HYPER-VIT : A NOVEL LIGHT-WEIGHTED VISUAL TRANSFORMER-BASED SUPERVISED CLASSIFICATION FRAMEWORK FOR HYPERSPECTRAL REMOTE SENSING APPLICATIONS
Hyperspectral Imagery (HSI) data inherently has the ability to store finer details in the form of reflectance information through its contiguous spectral bands, which is utilized to discriminate between materials included in the data. With the emergence of deep learning (DL) over the last decade and the extent to which it has influenced applications and research in the domain of remote sensing is significant.

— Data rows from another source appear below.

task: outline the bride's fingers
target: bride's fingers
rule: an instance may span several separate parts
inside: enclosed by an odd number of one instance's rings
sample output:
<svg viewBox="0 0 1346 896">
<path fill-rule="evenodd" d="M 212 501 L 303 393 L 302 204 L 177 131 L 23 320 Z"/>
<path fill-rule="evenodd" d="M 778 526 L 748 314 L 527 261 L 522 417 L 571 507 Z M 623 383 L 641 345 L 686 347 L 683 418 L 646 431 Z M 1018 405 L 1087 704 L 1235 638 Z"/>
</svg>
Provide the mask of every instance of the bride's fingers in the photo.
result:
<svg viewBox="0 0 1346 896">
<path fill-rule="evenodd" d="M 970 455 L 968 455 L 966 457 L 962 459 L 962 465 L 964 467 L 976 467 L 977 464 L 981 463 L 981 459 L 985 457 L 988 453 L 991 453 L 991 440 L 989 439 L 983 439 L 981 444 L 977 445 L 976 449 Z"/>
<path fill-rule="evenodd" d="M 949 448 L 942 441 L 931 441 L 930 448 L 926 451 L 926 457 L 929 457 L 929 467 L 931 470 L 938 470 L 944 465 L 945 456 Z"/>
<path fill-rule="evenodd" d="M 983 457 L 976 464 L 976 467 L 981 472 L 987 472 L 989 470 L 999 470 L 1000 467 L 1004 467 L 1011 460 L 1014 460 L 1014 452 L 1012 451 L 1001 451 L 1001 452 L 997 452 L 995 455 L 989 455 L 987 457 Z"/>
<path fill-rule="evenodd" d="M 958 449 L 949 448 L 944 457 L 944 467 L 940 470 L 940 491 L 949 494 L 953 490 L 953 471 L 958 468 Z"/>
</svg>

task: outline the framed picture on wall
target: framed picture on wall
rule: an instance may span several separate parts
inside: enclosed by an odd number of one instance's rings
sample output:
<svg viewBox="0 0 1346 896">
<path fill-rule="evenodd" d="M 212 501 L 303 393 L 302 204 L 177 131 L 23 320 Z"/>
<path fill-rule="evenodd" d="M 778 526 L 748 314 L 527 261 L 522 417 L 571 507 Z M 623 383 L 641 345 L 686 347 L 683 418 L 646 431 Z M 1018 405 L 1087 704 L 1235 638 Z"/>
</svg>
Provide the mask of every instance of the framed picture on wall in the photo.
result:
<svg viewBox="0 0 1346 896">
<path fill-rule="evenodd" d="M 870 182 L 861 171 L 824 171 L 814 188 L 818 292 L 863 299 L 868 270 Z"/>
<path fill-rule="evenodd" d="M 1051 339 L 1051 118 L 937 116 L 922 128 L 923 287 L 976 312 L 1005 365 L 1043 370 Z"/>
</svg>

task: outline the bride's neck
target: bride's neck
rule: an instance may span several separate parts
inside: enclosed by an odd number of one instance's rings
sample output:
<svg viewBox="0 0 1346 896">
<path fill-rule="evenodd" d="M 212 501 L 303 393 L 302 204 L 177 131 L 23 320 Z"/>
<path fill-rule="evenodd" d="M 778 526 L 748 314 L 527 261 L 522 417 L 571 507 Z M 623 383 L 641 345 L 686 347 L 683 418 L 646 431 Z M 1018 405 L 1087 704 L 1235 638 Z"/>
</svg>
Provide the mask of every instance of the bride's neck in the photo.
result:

Convolutional neural networks (CNNs), residual networks (ResNets), recurrent neural networks (RNNs), and other deep learning constructs have been employed to develop remote sensing-based computer vision applications, and have produced excellent results time and time again. However, the aforementioned deep learning constructs lack the intrinsic ability to prioritize data features based on how cardinal they are in mapping inputs to ground-truths, generally called attention, thus not exploiting the underlying architecture’s potential to the fullest. Hence, in this work, we explore the breadth of influence of a novel, computationally efficient visual transformer (ViT) based architecture on HSI data based classification tasks. The efficacy of the proposed architecture is evaluated through a series of experimentation and the performance is compared against other state-of-the-art attention based HSI data classification methodologies on two datasets, Salinas and Pavia University. When compared to other approaches discussed, experimental results show that our proposed methodology outperformed them in terms of classification efficacy and computational complexity under limited training samples scenario.
Name : Pavia University
Size : (610 x 340 x 103) pixels
Name : Salinas Valley
Size : (512 x 217 x 224) pixels